Pull the new image, stop the old container, start a new container from the new image. The pattern:

docker pull registry.example.com/myorg/myapp:1.0.1
docker stop myapp
docker rm myapp
docker run -d --name myapp [same flags as before] registry.example.com/myorg/myapp:1.0.1

Most managed platforms handle this with a rolling deploy: they start the new container, wait for the health check to pass, then stop the old one. For a single-host setup, a small downtime window is acceptable. For zero-downtime, a load balancer and two containers are the right pattern.

How do I roll back a bad deploy?

Redeploy the previous image tag:

docker pull registry.example.com/myorg/myapp:1.0.0
docker stop myapp
docker rm myapp
docker run -d --name myapp [same flags] registry.example.com/myorg/myapp:1.0.0

This is why the two-tag pattern (semver + git SHA) matters. The rollback is one command, and the previous version is guaranteed to be in the registry. Without a pinned tag, the rollback is “find the old image somewhere,” which is the worst kind of incident.

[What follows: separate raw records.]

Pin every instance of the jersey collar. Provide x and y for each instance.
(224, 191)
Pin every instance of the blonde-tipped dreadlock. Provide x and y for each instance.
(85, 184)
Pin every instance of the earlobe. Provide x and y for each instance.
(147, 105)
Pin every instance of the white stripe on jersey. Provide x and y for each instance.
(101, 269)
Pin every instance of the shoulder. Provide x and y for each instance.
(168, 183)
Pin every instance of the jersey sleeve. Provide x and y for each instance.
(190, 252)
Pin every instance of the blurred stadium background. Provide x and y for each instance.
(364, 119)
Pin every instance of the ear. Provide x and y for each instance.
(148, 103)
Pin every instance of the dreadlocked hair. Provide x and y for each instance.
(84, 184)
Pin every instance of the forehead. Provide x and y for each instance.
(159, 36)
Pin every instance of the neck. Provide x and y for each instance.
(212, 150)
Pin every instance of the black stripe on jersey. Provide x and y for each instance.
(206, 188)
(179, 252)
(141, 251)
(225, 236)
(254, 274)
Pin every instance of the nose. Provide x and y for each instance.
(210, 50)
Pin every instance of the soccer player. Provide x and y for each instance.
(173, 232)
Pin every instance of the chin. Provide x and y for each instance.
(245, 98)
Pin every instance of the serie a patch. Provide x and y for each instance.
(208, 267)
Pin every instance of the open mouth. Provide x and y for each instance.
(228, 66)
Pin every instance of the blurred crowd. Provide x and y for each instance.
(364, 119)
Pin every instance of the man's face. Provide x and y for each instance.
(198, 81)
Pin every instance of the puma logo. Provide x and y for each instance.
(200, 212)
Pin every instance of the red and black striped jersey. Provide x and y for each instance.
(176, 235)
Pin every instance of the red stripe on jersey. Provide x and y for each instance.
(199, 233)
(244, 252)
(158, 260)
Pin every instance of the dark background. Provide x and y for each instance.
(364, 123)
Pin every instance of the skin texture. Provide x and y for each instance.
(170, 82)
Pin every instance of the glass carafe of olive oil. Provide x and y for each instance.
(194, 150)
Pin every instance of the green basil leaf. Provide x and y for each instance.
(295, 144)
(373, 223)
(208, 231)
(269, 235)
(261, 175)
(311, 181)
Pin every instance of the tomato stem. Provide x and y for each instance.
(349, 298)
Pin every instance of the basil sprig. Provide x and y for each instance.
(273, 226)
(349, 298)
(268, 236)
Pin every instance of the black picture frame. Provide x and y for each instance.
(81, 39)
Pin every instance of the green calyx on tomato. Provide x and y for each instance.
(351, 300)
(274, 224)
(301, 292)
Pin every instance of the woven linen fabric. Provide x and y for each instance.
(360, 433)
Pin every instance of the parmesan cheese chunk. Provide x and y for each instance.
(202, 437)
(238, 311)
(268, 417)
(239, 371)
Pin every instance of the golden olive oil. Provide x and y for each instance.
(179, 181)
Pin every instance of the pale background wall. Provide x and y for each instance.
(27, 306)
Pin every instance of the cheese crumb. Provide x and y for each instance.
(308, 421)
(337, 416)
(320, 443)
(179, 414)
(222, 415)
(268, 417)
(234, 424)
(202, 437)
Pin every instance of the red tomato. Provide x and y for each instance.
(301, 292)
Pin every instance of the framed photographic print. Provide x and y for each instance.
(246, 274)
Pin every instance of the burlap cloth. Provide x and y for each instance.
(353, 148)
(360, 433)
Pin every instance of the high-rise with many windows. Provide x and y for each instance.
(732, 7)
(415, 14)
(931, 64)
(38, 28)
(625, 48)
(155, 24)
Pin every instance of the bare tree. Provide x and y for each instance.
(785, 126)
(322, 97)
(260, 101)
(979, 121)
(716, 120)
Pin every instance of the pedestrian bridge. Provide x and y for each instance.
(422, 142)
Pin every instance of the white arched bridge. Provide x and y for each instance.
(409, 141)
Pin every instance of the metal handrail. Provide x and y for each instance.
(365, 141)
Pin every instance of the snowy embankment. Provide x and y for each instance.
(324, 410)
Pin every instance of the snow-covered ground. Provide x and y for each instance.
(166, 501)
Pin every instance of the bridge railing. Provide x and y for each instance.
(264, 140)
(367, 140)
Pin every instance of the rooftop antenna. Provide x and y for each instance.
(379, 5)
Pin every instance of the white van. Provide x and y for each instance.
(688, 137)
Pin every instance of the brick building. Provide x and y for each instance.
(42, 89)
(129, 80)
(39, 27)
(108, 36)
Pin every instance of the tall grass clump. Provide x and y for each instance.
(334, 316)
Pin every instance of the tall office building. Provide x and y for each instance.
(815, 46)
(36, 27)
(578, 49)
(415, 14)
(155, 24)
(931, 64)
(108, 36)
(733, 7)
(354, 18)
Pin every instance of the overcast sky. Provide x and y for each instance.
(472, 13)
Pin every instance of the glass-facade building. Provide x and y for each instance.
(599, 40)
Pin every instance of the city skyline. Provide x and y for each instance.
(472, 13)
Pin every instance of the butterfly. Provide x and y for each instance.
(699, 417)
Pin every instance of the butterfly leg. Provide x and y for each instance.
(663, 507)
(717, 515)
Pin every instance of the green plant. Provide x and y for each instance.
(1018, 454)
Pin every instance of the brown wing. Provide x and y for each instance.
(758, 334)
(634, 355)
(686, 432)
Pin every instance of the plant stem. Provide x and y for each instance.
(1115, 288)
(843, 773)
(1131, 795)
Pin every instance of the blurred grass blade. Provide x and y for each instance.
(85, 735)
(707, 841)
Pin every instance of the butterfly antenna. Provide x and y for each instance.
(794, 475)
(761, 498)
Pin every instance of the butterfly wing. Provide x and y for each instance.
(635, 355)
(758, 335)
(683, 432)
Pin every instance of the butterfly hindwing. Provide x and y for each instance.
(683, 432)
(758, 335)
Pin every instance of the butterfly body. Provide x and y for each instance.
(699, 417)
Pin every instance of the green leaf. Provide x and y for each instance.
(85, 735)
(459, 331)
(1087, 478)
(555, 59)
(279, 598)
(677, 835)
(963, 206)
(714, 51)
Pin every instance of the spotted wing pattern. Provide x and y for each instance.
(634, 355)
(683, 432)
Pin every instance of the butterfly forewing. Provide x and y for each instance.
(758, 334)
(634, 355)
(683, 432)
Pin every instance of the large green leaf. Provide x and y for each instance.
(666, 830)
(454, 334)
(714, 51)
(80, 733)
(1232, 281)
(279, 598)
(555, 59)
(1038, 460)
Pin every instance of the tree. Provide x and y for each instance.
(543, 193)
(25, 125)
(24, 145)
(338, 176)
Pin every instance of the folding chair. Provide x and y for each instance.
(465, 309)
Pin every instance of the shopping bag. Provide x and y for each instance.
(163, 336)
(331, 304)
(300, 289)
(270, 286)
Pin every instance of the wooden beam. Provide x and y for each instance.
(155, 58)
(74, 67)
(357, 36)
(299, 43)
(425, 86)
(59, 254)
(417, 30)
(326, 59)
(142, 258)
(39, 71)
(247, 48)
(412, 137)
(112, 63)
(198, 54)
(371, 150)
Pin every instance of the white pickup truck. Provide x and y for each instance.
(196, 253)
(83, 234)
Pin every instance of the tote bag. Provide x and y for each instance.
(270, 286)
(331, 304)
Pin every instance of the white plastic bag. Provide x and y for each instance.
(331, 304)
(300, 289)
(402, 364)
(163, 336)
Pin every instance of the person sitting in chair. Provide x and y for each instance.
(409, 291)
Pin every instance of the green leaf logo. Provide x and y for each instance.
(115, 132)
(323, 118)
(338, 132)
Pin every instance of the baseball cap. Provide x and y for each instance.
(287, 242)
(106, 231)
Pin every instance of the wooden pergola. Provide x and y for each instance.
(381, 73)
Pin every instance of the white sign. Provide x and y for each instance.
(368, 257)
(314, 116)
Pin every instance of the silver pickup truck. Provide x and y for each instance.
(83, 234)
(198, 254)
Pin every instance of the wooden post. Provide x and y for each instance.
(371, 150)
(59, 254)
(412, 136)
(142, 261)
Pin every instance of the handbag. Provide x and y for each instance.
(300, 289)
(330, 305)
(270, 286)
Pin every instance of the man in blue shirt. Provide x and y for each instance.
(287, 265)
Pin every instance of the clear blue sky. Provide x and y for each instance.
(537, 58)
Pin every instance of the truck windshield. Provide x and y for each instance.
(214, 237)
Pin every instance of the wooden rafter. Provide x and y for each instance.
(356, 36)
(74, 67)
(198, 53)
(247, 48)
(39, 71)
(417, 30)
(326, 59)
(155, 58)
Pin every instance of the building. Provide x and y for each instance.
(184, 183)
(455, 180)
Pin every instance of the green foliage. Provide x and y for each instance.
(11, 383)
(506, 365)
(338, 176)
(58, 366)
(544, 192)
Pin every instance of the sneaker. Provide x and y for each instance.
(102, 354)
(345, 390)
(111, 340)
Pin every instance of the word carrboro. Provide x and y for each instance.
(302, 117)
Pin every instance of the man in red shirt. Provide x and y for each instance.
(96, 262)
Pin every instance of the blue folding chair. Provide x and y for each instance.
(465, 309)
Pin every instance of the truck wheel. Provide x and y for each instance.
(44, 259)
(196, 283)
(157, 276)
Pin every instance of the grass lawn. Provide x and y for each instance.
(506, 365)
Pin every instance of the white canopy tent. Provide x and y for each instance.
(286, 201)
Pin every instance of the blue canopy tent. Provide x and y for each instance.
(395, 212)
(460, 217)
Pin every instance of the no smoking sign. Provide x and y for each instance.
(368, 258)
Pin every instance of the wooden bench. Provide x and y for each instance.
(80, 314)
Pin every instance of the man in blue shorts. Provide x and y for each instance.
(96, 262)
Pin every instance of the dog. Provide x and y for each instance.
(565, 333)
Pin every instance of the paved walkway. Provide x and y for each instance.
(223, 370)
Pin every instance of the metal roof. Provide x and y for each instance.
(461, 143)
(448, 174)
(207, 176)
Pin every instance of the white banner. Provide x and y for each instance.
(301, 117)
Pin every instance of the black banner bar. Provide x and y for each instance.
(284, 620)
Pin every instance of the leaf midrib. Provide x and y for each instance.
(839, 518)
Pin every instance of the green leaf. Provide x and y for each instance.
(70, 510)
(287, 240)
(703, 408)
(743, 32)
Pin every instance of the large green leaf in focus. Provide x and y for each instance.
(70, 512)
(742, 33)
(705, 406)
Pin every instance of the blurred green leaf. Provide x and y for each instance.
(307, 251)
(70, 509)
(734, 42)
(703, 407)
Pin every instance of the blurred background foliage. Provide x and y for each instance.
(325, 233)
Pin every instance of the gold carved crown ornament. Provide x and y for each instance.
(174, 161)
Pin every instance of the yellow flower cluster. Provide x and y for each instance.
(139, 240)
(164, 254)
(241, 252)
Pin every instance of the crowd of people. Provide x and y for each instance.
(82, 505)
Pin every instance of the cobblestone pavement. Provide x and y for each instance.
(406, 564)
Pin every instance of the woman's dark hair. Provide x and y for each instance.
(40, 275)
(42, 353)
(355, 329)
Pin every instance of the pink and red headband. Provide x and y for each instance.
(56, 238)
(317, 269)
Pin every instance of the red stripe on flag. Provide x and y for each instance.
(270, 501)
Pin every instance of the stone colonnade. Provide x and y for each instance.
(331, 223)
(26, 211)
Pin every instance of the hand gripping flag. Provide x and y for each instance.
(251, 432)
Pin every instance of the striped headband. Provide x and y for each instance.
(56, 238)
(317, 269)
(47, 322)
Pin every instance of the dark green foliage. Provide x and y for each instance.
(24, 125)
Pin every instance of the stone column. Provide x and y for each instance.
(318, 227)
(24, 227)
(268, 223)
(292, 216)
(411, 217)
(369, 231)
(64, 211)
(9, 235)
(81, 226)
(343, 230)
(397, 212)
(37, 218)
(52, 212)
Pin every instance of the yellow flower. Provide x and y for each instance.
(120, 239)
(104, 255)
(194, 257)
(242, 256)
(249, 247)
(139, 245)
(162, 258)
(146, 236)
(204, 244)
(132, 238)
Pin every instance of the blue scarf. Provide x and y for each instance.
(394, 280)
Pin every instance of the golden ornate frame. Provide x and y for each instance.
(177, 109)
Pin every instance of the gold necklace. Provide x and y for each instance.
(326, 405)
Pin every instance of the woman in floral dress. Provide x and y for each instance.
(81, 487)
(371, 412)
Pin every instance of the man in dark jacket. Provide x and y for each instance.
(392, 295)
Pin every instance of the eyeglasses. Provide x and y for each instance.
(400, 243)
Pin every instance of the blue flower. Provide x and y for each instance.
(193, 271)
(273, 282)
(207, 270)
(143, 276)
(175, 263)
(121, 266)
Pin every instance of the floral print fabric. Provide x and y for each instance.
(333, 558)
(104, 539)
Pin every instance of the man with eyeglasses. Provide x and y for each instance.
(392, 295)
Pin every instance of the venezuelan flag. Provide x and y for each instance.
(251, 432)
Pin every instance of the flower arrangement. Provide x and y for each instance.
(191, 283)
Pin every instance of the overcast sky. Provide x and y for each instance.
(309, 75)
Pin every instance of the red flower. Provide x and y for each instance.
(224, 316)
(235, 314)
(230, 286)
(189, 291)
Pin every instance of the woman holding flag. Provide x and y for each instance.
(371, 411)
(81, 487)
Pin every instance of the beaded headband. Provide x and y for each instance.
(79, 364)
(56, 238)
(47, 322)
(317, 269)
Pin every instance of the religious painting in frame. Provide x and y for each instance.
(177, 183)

What is the smallest base image I should use?

For most services, python:3.12-slim or node:20-slim is the right default. Alpine is smaller but has more compatibility surprises (musl vs glibc, missing compiler toolchain). Distroless is even smaller but harder to debug. The “smallest possible” image is usually a worse trade-off than it looks.

Should I use Docker for a simple static site?

Probably not. A static site has no runtime, no process, no environment variables. The deploy is “upload the files to a CDN.” A Docker container is overhead. The right pattern is a static site on a CDN (Cloudflare, Fastly, Vercel) with a serverless function for the parts that need server-side code.

How do I handle logs in production?

Write to stdout. Docker captures stdout, and the platform’s log aggregation picks it up from there. Writing to a file inside the container is the wrong pattern: the file is lost on container restart, and the platform cannot see it. For Python, set PYTHONUNBUFFERED=1 and use a structured logger that writes to stdout. For Node, the same pattern with console.log or a logger like pino.

How do I deploy a Docker image without Docker installed?

Use a managed platform. The platform builds the image from a Dockerfile, runs the container, and exposes the logs. You do not need Docker on your local machine. The Dockerfile is the contract; the platform handles the rest.